Combine this style of art with a good story and you’ve got me hooked (most times). For whatever reason I find that in having characters that can be expressive and “act” for the artist seems to allow for stronger storytelling. This allows for really fantastical stories but it also allows more down to earth and real “slice of life” storytelling. By keeping one aspect stylized, the rest of the elements become more powerful in the weird balance of ideas that Scott McLoud explores a lot better than I ever hope to.

So what’s all this leading to? I reread Jeff Lemire’s Essex County and it’s really fucking good. I’m generally burned out on the usual Can Lit stuff (depressing things happening in small communities) but his art and story telling completely sucks me in. I’d read the first two volumes previously, and my wife picked up the collected edition for me as a Christmas gift, and I happily read the whole thing cover to cover. The way these lives intersect and inform one another is made all the more engaging simply by how the pages look. The characters come to life with Lemire’s lines and inks that is both heartwarming and heartbreaking at the same time. You see the pain of ages on faces and the desire to get lost in imagination. The connection to the land and the ties of history are all reflected in the enduring love that one character has for another.

Essex County is really a great place to visit that slowly draws you in and reveals the connection that these characters have to one another and to the place. This isn’t a tapestry, it’s a lovely torn rag mat that was put together by someone who is wisely frugal. Shit, I should have written this based around that metaphor – it really is a beautifully woven and solid piece of work that invites you in and stays with you after you put it down, which I used to find incredibly rare in comics (but I’m seeing my tastes change and my purchases lead me to more material that isn’t just simple plot).

Wednesday, January 20, 2010

The Decompression Project - The End?

Aaaaaand, I finally managed to get my library account up and running again. The local branch is being renovated, I moved and met various other life goals in the last few months – so comic books have gone waaaaaaaay down the priority list. Writing about them is slightly in front of getting poisoned in my list of things to do.

Anyway, I got Volume 20 of Ultimate Spider-Man and pretty much forgot the entire plot of what happened before this volume. I know I enjoyed them, the proof is throughout the archives here. But this time, I got to say that I found it a lot less enjoyable. I still think that it’s a well constructed comic. I think the dialogue is fine, I think the action could be a little more exciting though, but all in all, it’s a decent distraction.
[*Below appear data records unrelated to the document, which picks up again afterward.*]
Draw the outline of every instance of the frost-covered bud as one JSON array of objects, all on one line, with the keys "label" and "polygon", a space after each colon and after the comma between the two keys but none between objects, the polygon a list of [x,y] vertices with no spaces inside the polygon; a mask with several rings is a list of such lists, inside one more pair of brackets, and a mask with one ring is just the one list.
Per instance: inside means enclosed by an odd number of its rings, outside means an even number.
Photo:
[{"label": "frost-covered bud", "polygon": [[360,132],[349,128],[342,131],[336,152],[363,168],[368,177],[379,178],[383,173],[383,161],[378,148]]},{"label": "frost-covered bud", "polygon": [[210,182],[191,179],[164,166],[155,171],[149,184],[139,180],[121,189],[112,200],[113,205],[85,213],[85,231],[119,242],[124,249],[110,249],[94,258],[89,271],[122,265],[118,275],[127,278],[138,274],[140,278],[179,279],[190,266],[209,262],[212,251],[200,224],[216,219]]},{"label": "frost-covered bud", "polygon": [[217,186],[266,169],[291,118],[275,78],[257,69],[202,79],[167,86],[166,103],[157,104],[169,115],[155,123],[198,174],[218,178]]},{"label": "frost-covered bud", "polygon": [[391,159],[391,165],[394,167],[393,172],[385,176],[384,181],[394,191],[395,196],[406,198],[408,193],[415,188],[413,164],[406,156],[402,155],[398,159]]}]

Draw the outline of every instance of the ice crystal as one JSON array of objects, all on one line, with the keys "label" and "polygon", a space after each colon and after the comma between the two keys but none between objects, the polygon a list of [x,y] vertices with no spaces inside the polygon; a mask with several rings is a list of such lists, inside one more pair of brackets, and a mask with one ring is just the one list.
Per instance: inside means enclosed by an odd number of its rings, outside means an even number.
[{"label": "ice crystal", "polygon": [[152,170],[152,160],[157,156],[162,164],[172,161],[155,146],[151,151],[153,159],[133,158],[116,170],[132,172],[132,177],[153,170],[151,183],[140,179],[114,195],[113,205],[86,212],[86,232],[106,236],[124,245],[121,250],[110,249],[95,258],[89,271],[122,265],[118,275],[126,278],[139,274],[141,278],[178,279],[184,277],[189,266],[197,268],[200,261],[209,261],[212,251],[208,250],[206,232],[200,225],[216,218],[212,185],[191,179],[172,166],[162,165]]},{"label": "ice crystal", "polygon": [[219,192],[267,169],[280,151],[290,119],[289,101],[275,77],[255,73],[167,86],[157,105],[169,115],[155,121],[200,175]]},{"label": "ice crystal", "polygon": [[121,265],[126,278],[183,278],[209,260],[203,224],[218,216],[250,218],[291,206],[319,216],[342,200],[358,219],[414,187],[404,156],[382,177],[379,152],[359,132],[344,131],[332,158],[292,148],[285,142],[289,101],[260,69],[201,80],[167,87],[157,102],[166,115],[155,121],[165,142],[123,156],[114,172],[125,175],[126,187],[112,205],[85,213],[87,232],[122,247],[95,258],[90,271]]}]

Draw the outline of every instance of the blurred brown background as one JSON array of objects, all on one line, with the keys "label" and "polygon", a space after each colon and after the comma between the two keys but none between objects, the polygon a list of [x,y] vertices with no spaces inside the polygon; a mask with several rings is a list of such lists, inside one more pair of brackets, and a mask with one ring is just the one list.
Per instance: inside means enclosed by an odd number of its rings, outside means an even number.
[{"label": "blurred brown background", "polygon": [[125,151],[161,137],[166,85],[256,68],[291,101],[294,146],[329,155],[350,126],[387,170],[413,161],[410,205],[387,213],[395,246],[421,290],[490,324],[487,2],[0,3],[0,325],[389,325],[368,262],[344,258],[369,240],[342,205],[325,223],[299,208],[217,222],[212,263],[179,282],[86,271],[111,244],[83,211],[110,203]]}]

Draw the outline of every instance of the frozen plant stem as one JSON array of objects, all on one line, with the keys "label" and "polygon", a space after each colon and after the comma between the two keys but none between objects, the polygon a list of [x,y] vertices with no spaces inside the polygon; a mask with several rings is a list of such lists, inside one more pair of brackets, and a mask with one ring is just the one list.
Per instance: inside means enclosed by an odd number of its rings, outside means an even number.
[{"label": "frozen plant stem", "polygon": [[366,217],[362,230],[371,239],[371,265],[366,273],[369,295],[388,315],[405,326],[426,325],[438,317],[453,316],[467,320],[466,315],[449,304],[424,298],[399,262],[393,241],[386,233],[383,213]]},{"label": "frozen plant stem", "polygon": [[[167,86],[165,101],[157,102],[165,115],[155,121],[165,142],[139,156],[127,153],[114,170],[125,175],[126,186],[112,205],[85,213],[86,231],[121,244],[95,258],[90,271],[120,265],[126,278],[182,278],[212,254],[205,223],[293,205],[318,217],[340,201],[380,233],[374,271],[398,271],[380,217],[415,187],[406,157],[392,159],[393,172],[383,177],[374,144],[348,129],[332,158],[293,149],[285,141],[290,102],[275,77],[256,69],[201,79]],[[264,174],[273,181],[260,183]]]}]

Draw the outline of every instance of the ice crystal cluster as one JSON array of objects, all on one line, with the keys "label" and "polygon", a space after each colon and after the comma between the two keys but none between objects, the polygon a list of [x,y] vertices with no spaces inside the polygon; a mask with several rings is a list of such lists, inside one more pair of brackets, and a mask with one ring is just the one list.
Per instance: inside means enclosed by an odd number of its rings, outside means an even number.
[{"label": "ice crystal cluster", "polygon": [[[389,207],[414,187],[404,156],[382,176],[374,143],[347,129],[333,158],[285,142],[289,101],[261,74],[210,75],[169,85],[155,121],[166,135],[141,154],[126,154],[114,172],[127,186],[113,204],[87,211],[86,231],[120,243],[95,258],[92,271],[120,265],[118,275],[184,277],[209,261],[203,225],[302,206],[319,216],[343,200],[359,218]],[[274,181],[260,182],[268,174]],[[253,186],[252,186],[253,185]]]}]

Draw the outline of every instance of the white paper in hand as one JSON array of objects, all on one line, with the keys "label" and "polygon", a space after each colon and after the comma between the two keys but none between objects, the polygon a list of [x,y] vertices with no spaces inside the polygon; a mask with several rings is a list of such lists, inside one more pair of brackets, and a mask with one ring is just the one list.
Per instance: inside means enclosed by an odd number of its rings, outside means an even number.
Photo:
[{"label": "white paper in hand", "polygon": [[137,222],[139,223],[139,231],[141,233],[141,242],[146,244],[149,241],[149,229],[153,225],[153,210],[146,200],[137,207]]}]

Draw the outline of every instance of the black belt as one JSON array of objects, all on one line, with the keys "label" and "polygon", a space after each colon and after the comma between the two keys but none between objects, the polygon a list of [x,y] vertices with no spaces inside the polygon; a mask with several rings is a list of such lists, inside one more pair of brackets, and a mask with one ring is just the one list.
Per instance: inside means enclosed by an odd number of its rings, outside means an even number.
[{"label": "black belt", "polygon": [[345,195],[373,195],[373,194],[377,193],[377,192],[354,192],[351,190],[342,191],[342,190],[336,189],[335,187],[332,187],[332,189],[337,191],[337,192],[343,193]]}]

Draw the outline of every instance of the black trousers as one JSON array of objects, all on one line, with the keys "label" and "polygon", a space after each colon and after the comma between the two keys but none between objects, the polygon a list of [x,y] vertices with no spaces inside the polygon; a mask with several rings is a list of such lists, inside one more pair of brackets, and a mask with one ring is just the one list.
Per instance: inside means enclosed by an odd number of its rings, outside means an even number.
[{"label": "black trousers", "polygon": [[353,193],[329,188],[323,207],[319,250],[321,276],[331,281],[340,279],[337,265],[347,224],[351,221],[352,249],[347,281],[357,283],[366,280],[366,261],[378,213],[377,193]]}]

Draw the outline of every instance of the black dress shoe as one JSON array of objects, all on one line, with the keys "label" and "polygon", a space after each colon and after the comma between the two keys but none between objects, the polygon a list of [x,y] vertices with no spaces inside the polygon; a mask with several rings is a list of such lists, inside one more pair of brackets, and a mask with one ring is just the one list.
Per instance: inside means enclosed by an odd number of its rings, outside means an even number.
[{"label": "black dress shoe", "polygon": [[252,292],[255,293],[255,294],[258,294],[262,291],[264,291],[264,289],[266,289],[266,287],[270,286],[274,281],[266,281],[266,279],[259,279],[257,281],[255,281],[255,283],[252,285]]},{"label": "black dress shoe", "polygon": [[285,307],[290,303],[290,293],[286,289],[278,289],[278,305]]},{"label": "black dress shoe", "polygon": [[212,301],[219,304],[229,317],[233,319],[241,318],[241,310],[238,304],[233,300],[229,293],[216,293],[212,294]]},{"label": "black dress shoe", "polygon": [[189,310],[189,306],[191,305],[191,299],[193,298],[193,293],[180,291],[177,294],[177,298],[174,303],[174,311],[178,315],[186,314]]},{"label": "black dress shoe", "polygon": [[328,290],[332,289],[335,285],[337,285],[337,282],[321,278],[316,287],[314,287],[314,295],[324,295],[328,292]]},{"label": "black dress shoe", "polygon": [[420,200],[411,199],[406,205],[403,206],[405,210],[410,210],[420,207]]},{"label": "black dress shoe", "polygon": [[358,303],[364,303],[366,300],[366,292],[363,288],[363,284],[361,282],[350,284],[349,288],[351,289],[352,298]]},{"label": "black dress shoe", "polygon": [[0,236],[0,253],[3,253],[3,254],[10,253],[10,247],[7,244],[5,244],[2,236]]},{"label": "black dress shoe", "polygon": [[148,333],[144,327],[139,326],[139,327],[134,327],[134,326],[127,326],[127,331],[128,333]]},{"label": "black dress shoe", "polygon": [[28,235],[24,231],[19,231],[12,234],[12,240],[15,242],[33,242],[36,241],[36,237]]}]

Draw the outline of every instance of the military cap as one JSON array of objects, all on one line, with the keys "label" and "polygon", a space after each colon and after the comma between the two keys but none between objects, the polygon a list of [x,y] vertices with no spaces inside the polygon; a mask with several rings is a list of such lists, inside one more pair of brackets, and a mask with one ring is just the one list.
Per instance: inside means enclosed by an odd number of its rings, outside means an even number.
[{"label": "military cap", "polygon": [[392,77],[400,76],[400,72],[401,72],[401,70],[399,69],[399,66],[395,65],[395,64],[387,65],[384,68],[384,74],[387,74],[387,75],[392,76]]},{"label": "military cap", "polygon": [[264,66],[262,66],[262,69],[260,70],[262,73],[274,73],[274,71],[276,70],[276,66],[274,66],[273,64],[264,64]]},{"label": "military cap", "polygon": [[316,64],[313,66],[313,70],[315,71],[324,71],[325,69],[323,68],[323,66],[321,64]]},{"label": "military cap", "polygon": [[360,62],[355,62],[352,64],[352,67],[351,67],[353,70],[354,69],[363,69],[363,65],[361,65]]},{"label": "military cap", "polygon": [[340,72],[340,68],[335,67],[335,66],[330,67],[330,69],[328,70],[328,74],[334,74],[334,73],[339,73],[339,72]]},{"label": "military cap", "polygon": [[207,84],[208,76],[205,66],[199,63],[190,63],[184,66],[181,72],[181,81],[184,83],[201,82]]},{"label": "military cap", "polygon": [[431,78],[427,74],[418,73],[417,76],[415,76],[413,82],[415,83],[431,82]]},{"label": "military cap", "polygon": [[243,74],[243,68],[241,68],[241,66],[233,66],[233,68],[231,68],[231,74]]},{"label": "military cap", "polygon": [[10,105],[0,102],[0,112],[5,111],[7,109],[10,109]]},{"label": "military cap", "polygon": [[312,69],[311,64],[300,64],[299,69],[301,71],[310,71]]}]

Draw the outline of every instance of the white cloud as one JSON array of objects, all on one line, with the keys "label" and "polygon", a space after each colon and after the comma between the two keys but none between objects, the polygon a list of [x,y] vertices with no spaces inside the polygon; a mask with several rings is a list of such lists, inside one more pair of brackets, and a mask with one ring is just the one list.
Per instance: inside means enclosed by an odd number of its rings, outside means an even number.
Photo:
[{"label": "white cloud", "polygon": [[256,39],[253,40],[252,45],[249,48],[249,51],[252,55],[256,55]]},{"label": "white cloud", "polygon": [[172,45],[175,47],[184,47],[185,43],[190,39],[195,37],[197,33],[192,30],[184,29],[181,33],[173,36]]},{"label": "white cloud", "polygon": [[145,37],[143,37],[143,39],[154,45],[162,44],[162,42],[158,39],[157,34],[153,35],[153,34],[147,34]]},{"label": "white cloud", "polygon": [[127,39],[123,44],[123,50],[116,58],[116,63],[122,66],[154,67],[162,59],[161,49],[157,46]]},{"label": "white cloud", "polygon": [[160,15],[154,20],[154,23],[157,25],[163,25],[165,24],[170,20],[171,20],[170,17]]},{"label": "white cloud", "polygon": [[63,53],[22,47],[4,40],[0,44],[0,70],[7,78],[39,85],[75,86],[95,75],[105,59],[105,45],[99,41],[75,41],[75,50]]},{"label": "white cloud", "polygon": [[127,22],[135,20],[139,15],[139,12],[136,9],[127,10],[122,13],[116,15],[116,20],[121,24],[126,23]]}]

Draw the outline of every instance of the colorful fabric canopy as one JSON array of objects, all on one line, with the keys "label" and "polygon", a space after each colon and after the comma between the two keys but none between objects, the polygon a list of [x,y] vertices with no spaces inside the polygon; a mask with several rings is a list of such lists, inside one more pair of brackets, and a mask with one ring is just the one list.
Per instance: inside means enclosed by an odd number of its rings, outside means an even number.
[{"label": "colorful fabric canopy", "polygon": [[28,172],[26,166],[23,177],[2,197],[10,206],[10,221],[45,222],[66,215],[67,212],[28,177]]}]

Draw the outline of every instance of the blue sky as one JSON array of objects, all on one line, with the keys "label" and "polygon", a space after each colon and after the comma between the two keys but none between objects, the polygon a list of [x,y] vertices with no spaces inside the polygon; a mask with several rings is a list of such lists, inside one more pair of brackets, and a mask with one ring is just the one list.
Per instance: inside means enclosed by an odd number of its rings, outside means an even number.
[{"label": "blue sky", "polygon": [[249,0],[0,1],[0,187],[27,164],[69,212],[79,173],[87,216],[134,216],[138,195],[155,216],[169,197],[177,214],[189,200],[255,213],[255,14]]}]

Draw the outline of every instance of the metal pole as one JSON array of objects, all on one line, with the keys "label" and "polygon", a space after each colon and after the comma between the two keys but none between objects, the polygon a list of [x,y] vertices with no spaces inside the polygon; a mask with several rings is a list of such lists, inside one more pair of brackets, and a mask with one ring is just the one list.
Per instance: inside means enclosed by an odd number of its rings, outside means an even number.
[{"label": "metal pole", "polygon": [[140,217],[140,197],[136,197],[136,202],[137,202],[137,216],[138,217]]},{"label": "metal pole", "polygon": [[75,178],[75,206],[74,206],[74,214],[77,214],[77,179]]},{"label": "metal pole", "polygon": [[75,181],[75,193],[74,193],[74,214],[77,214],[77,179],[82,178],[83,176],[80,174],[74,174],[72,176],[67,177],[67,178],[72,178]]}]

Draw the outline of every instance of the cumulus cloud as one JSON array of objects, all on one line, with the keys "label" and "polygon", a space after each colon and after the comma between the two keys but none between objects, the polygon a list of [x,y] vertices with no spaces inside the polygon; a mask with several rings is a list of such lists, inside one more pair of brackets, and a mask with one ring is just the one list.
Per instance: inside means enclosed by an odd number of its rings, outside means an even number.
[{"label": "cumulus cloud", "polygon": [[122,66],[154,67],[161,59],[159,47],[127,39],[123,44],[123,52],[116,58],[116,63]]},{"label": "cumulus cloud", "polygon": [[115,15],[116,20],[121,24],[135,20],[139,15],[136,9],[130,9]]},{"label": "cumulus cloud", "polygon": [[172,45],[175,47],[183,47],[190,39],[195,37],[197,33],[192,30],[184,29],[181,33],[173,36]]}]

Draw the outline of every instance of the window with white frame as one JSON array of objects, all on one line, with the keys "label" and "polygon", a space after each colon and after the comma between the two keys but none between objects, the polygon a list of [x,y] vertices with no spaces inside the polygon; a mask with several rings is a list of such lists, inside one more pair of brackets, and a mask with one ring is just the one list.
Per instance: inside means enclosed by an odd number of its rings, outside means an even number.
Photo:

I think what’s happening is that this is just more of the same. It’s starting to get a bit less distinguishable from anything else that I could read and with so much great stuff out there I wonder why I’m reading something that’s merely good. Okay, damning with very faint praise I know. It is good, but I just feel like I can’t relate to this anymore or don’t particularly want to. I’ve realized that I’m glad high school is long behind me and I don’t particularly need to revisit any of it in my entertainment choices anymore.

I think this will be the last volume I check out of the library. I’m going to try some manga instead as my next long-term library reading series. Thankfully Chris Butcher has given a bit of guidance, although I’ll likely be checking out a few other things that catch my eye rather than just go through his best of the decade stuff. Or, most important of the decade as I guess he’s calling his series.

So yeah, this just felt more teen drama than teen drama superhero comic.